Por una parte es una novela de aventuras allí donde las haya, llena de peripecia y aquella en la que he soltado más el brazo a la hora de fabular. Idris, el guerrero numantino del siglo II a.C, es el protagonista de una de mis propuestas más felizmente stevensoniana.
Pero al mismo tiempo es mi novela más histórica porque hunde sus raíces en la investigación que realizó en su día José Mañas Martínez, mi padre.
Mañas sénior publicó en 1983 una biografía del ingeniero de caminos decimonónico Eduardo Saavedra y Moragas, quien entre otras muchas cosas –fue catedrático de Mecánica Aplicada, arabista, filólogo, miembro a la vez de la RAE y de la Real Academia de Ciencias Exactas, Físicas y Naturales– descubrió la ubicación real de la Numancia celtíbera.
La parte más suculenta de aquel trabajo fue la recopilación de las cartas que se cruzaron en su momento Saavedra y el arqueólogo Adolf Schulten (1870-1960), autor del estudio monumental sobre Numancia que todo aquel interesado en la ciudad arévaca debe leer.
Una copia de dicha correspondencia (que extractamos aquí en Pliego Suelto1) quedó en manos de mi padre.
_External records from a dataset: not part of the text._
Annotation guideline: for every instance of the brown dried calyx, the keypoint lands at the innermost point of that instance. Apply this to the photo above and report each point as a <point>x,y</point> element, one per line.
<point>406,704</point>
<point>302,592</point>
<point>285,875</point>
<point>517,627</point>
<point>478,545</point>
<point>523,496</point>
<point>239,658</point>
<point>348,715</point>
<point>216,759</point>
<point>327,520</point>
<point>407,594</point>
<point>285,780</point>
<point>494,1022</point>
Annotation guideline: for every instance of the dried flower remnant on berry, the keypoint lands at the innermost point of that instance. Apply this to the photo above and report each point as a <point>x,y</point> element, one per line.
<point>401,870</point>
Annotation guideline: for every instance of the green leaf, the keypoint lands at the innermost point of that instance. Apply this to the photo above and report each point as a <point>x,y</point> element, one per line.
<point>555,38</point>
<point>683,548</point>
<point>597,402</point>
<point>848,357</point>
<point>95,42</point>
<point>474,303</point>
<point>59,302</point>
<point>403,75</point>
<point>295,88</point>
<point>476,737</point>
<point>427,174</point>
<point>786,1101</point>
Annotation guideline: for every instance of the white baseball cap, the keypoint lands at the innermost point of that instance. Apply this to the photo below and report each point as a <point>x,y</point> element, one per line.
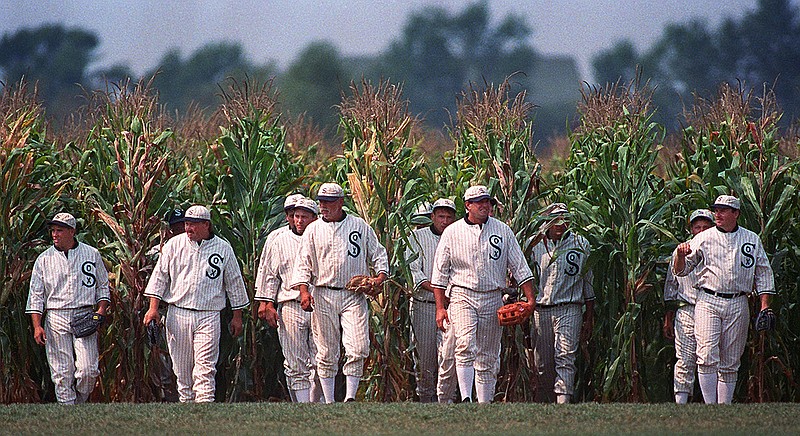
<point>726,201</point>
<point>307,204</point>
<point>477,193</point>
<point>444,202</point>
<point>197,214</point>
<point>63,219</point>
<point>701,213</point>
<point>330,192</point>
<point>291,201</point>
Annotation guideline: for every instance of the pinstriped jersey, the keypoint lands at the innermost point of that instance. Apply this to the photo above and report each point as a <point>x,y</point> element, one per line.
<point>562,272</point>
<point>198,276</point>
<point>263,260</point>
<point>333,252</point>
<point>730,262</point>
<point>680,288</point>
<point>423,242</point>
<point>67,281</point>
<point>478,257</point>
<point>272,283</point>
El poder leerla fue el chispazo que me llevó a componer la novela que presento por estos días en la magnífica edición de Arzalia, y que de paso me resarce de cierta frustración experimentada con mis anteriores narraciones históricas.
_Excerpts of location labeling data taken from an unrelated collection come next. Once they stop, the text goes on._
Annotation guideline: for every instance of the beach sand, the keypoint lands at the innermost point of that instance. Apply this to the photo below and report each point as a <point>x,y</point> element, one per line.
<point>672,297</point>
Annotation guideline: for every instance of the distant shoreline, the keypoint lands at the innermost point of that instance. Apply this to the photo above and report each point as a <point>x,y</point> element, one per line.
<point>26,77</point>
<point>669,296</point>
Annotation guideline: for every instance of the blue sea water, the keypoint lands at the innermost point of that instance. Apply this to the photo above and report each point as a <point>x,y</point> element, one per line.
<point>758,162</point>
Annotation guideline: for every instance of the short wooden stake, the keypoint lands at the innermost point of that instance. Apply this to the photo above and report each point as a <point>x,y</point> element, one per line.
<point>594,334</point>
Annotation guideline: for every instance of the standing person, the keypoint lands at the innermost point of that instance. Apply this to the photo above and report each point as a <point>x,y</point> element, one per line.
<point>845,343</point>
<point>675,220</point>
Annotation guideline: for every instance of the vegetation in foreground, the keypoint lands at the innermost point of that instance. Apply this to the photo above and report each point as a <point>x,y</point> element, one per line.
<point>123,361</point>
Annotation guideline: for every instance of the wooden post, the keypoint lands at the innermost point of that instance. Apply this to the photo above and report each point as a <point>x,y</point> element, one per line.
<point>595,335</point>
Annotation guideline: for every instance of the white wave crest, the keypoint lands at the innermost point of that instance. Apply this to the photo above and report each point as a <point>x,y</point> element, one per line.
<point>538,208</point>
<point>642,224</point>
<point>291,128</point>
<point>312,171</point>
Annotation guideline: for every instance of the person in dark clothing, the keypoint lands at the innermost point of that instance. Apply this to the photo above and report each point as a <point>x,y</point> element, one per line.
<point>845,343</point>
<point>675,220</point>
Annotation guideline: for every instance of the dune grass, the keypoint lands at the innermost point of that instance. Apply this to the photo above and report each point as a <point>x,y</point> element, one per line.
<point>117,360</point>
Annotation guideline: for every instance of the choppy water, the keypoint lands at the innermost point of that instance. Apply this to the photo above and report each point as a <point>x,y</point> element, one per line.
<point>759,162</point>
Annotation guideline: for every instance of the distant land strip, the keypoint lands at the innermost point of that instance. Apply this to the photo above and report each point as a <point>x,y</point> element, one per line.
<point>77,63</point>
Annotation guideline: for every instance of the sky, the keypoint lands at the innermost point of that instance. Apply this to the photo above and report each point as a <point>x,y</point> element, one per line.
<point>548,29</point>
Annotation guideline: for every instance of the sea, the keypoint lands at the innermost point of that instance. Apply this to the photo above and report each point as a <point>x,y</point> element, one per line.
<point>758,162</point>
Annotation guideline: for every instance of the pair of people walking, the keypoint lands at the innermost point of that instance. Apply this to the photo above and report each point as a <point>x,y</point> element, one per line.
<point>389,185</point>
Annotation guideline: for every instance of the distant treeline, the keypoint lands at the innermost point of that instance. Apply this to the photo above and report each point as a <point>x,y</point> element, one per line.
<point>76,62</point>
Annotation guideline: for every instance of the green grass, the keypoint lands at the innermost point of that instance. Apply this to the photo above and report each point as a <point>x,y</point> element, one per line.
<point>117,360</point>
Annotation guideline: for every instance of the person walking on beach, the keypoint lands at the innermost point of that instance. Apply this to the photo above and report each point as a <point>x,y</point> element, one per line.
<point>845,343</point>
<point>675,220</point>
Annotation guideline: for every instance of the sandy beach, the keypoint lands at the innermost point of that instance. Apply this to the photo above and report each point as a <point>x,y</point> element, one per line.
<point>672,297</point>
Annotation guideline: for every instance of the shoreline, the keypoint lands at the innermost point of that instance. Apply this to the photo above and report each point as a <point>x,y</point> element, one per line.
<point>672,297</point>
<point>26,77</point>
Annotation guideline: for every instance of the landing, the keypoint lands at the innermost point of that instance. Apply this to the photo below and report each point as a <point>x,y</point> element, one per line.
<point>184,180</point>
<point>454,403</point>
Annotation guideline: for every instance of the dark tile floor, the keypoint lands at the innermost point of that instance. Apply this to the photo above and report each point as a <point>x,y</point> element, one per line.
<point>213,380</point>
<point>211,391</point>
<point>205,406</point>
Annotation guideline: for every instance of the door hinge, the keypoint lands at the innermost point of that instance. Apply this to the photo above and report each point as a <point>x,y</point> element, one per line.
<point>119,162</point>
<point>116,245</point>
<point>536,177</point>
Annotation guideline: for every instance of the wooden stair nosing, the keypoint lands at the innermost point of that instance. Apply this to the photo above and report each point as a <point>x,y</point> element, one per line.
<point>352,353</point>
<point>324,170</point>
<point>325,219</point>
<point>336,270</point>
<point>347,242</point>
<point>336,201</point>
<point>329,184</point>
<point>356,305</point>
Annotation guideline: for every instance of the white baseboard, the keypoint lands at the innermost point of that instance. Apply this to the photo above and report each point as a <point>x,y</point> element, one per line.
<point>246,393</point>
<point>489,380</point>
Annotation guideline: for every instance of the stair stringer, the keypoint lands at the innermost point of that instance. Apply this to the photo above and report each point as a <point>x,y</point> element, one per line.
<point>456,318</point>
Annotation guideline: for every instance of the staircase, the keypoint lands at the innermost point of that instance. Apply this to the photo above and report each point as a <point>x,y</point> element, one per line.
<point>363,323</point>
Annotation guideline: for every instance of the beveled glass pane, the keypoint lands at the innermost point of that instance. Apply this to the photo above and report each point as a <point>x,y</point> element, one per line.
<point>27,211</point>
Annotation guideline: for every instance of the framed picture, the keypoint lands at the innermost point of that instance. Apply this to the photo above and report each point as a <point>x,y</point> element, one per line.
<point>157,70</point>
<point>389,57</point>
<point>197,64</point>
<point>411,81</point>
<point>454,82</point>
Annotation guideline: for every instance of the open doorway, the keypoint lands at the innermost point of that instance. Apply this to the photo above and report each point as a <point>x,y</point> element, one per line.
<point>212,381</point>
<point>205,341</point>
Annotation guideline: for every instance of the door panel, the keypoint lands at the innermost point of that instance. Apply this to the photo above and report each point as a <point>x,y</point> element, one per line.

Tanto en Alejandro Magno y el secreto del Oráculo como en Conquistadores de lo imposible, novelé historias sucedidas en países y continentes lejanos. Con El hispano recreo eventos que se dieron en un cerro a orillas del Duero, al noreste de Soria, y en sus alrededores, con lo cual he podido pisar las ruinas de la ciudad original de Numancia, de los campamentos romanos de Escipión y de la antigua Termancia (hoy Tiermes).
Ha sido una experiencia de lo más gratificante. Amén de –las vueltas que da la vida– aprovechar una senda que ya abriera mi padre.
En resumidas cuentas, como decía Steve Jobs en su famosa conferencia en la Universidad de Stanford, de alguna manera los puntos de una vida tienen tendencia a juntarse: todo lo que uno es acaba convergiendo en el trabajo que uno hace.